Но вечером, когда пришла матушка и потухшим голосом поостереглась по поводу нашего отказа, мне стало неловко, коряво в душе. Почему они-то, дед и матушка, должны за меня сердце рвать, угрозы выслушивать, приспособляться?.. Еще держались те привычки и порядки, когда, ссылаясь на военное время или тяготы послевоенной разрухи, гоняли людей в молчаливой покорности, как скотину, куда глаз поведет или куда вздумается, выжимая из полуголодных, полураздетых и полуобутых работников последние соки – здоровье и дух, которых оставалось с пушинку. А на тех, которые роптали, быстро находили управу – зацепок для этого у начальства было не счесть: от вгоняющей в гроб работы до тюрьмы. Страх этот, поднятый до небывалых высот еще в то время, когда рушили крестьянские хозяйства, сметая их в общую кучу, гробил семьи, невинных людей, вошел в кровь и плоть многих поколений, а у тех, кто видел кошмары того ада наяву, и вовсе сжигал волю и дух при малейшем недовольстве начальства. И если дед, в силу возраста, давней, еще с царских времен, закваски, прошедший и Мировую войну и Гражданку, как-то держался, то матушку при одних мыслях о неповиновении властям начинало трясти, а ради нее я готов был на все.

* * *

Утрами изморозь обсыпала протаявшие на солнцепеках козырьки дворовых навесов, темную вязь полуутонувших в снегах плетняков, с торчащими, словно выщербленные зубы, концами кольев, заплоты и дорожный накат в ошметьях стылого навоза. Непривычно белые, будто укутанные пухом леса в куржаке окаймляли околицу седыми кудряшками по блекло-голубому в теплых прожилинах небосводу. В день, как солнце нагоняло тепла и света, все обнажалось, плавало в золотом тумане, в размытом, ослепленном яркостью пространстве. А ночами гулял мороз, и не малый.

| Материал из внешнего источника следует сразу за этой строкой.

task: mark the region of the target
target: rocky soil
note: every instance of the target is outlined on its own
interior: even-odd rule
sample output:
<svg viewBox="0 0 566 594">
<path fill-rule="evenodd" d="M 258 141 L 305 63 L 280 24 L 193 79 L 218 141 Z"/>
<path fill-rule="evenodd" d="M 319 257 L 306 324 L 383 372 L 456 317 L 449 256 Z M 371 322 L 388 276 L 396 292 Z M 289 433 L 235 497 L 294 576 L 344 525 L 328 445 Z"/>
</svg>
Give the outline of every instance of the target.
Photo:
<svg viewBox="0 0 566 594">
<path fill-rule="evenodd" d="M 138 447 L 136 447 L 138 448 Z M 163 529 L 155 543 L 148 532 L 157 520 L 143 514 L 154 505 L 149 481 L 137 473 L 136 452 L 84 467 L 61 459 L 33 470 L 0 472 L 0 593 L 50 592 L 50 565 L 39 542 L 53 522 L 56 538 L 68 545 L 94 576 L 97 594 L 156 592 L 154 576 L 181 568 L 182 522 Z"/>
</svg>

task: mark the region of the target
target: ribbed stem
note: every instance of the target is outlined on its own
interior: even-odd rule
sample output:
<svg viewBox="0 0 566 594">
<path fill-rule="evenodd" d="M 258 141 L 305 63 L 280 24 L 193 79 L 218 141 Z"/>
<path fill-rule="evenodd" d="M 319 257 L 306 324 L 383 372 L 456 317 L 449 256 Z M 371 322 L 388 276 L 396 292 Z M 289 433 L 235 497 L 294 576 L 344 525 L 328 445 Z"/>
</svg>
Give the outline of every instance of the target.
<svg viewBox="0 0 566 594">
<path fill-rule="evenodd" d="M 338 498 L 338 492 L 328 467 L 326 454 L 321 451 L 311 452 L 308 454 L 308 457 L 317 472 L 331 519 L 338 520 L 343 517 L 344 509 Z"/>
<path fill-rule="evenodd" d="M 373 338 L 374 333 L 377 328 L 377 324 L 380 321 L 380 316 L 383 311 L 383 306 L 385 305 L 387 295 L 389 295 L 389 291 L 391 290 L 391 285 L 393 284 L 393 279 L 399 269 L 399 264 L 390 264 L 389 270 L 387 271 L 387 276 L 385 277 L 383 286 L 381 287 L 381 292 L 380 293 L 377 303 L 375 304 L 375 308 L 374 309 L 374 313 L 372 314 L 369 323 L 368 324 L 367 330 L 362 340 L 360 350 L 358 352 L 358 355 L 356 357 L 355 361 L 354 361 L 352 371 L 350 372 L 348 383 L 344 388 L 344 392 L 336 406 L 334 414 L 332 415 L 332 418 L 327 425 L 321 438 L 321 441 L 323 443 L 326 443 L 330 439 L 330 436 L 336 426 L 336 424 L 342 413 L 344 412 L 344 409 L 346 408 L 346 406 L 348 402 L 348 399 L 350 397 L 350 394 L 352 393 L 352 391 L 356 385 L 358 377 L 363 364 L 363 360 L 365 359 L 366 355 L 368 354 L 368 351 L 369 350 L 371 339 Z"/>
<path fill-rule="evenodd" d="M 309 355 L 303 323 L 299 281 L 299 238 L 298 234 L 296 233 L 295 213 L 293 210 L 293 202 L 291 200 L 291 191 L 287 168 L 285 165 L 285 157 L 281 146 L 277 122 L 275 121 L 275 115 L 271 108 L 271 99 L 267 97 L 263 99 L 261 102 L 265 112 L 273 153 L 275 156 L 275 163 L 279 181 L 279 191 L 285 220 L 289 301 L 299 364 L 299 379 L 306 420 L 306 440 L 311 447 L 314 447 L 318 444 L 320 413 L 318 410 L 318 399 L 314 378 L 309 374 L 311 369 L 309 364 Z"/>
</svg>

Почти метровый слой земли, засыпавший силосную яму, не поддавался ломам, и лишь толстые, в разбитой бахроме шляпок, штыри, которые приходилось вбивать кувалдой, кое-как отслаивали пласты смерзшейся глины. Там, под ней, исходил сладким запахом прели спрессованный тяжестью земли силос – озерная осочка да ржанцы, подмога к сухому корму скотине…

Кувалдой махал больше Петруня Кудров, а Хлыст суетился в начальственных советах, то хватаясь за лом, тот, что полегче, то впихивал в пробитые дырки стальные штыри, и все балагурил, не переставая, зудил уши разными байками и сплетнями. Петруня, в задыхе от тяжелой кувалды, не раз его осаживал. Да что толку – не надолго.